While every gust of cold, apathetic wind and every damp surface can be felt in the tactile precision of “God’s Creatures,” the biggest draws are its perceptive performances. Watson’s internal kineticism, seen on every corner of her face and body, as captured by filmmakers unafraid of a close-up, provides the dramatic fulcrum of this moral quandary. Murphy accomplishes the most with her barren screen time, offering the narrative unforgettable, acute punctuations. But Mescal, in a year where he’s already astounded in Charlotte Wells’ aching coming-of-age drama “Aftersun,” is note-perfect in a role that understands how abusers are rarely one thing or the other, rarely a flip of the switch from nice to menacing. They terrifyingly exist, openly, with broad patriarchal support, as both friend and foe.
From Sierra Pettengill’s hard-hitting “Riotsville, U.S.A.” to Daniel Roher’s spy thriller “Nalvany,” 2022 has been a magnificent year for politically charged documentaries. One that’s unfortunately flown under the radar is the co-director Tonya Lewis Lee and Paula Eiselt’s bracingly intimate “Aftershock.”
The film takes notice of the real risk Black mothers-to-be experience in the American hospital system by spotlighting the heartbreaking deaths of Shamony Gibson and Amber Isaac. These two women from New York City died from childbirth-related complications, leaving behind their children and loved ones. Their spouses and remaining family now lead the fight, hoping to reform the dangerously prejudiced habits of medical professionals who ignore the pain of Black women.

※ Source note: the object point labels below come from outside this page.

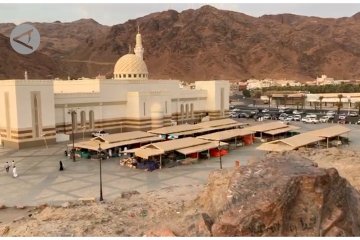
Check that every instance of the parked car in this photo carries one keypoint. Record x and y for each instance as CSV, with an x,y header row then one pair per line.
x,y
324,119
243,115
296,112
297,117
99,133
330,113
289,118
353,114
266,116
342,116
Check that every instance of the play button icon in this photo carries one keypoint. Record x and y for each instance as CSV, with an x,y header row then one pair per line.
x,y
25,38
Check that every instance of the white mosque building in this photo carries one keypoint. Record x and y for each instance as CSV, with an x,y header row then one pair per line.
x,y
34,111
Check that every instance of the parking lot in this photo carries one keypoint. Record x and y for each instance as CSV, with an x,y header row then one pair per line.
x,y
40,180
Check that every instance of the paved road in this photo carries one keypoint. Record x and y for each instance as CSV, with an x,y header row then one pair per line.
x,y
40,181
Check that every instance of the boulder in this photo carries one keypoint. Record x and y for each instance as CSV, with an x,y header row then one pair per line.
x,y
282,195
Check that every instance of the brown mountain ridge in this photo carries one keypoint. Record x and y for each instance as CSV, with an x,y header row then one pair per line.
x,y
203,44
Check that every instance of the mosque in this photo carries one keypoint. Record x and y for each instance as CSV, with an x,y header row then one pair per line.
x,y
34,111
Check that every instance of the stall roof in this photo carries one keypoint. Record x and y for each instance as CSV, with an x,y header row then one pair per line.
x,y
175,129
217,123
329,132
202,130
120,137
301,140
267,126
227,134
176,144
201,148
94,144
145,153
282,130
275,146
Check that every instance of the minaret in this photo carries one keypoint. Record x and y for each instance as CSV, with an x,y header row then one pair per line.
x,y
139,50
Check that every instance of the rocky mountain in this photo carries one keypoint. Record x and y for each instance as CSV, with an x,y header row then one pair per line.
x,y
208,43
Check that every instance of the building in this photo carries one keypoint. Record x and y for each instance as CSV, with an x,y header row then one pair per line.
x,y
34,111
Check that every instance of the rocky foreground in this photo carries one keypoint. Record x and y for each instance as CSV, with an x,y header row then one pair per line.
x,y
281,195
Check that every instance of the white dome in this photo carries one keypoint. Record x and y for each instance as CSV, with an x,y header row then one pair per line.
x,y
130,66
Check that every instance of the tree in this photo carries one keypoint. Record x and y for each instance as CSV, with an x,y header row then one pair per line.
x,y
285,99
357,105
246,93
320,100
339,104
269,98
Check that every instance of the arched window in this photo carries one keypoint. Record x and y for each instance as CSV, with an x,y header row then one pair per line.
x,y
91,119
74,120
83,118
192,110
182,111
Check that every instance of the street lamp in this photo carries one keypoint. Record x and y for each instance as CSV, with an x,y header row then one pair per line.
x,y
73,121
100,159
43,135
219,148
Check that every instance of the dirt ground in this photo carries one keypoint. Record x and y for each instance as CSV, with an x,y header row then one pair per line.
x,y
134,214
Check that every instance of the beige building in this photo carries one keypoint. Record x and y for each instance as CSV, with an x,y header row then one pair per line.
x,y
34,111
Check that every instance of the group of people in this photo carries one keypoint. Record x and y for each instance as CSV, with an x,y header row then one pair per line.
x,y
7,168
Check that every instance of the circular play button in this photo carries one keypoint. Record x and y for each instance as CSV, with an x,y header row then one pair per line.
x,y
25,38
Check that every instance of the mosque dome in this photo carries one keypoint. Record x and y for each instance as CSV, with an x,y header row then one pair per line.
x,y
130,66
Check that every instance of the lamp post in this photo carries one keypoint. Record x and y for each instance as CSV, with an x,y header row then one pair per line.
x,y
43,135
219,148
100,159
73,121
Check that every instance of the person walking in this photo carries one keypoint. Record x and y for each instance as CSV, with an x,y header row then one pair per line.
x,y
14,172
61,166
7,167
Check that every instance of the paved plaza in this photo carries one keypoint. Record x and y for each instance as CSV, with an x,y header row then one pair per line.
x,y
40,180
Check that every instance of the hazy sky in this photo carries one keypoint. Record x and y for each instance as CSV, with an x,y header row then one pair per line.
x,y
111,14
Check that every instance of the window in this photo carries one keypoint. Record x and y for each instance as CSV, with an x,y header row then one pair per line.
x,y
91,119
192,110
83,118
144,109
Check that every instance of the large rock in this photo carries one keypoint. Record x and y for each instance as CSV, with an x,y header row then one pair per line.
x,y
284,195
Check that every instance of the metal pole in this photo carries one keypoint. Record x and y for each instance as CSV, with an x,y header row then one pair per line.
x,y
100,159
73,150
220,155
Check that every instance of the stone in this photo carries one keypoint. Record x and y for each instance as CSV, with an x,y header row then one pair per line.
x,y
164,232
4,230
280,195
65,205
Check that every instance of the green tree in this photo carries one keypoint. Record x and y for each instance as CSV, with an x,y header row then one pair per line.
x,y
320,101
269,98
246,93
339,104
357,105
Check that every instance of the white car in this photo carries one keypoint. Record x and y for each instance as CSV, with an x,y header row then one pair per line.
x,y
342,117
297,117
330,113
100,133
353,114
324,119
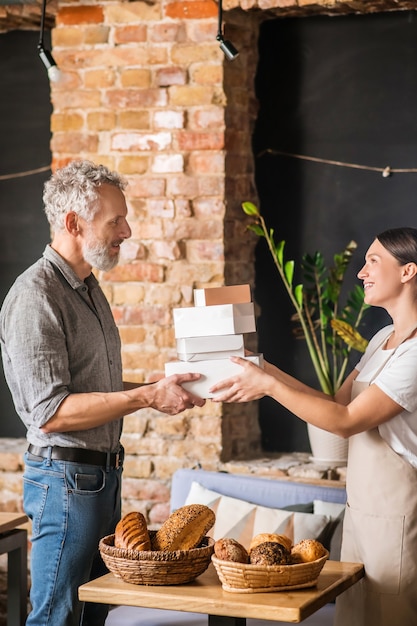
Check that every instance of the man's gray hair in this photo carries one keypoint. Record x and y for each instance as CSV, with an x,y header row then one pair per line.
x,y
75,188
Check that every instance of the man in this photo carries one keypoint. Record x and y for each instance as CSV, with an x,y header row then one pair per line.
x,y
62,362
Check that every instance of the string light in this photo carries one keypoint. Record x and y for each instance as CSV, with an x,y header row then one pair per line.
x,y
385,171
39,170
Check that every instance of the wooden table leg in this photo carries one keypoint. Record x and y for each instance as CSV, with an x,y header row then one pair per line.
x,y
15,544
220,620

The magic of “Aftershock” springs from Lee and Eiselt’s uncanny ability to distill this pervasive crisis from its heavy statistics and historical roots (which trace back to slavery) into fully felt human stories captured with sensitive vérité filmmaking. And unlike other documentaries made to raise a red flag, “Aftershock” doesn’t stop at simply calling out the issue. It offers solutions, primarily by highlighting midwives and birthing doulas. Due to the inherent tragedy of the subject matter, Lewis and Eiselt cannot provide a happy ending to these senseless deaths. But with “Aftershock” they provide a loud, imperative call that deserves to be heard.